On Thu, 29 Aug 2019 at 22:12, Andrew Barnert via Python-ideas
<python-ideas@python.org> wrote:
> As I’ve said before, I believe that anything that doesn’t have a builtin type 
> does not deserve builtin syntax. And I don’t understand why that isn’t a 
> near-ubiquitous viewpoint. But it’s not just you; at least three people (all 
> of whom dislike the whole concept of custom affixes) seem at least in 
> principle open to the idea of adding builtin affixes for types that don’t 
> exist. Which makes me think it’s almost certainly not that you’re all crazy, 
> but that I’m missing something important. Can you explain it to me?
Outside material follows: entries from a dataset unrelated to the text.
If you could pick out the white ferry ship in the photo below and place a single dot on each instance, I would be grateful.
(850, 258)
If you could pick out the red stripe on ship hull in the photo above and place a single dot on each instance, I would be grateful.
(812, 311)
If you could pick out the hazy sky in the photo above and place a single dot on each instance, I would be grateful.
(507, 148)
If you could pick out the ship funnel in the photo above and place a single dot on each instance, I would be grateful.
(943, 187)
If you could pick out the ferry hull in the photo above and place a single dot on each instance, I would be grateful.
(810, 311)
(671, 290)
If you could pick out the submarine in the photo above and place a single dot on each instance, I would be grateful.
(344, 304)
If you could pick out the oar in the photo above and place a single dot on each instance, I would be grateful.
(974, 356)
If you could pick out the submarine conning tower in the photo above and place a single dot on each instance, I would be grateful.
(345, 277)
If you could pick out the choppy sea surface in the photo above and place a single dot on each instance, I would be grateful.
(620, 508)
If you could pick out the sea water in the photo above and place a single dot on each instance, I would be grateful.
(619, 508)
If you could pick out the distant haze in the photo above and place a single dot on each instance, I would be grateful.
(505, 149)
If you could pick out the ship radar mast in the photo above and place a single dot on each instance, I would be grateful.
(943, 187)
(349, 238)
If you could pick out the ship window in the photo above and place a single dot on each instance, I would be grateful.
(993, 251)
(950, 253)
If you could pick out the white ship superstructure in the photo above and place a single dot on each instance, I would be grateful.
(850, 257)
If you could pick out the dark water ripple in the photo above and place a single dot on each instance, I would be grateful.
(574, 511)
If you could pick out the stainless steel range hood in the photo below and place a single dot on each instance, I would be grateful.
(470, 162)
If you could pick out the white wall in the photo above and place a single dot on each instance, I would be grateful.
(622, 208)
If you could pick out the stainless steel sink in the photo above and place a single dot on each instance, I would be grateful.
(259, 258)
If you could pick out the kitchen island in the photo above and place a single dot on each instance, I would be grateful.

In my case, it's me that had missed something - namely the whole of this point.

I can imagine having builtin syntax for a stdlib type (like Decimal,
Fraction, or regex), but I agree that it gives the stdlib special
privileges which I'm uncomfortable with. I definitely agree that built
in syntax for 3rd party types is unacceptable.

That quite probably contradicts some of my earlier statements - just
assume I was wrong previously, I'm not going to bother going back over
what I said and correcting my comments :-) I remain of the opinion
that the benefits of user-defined literals would be sufficiently
marginal that they wouldn't justify the cost, though.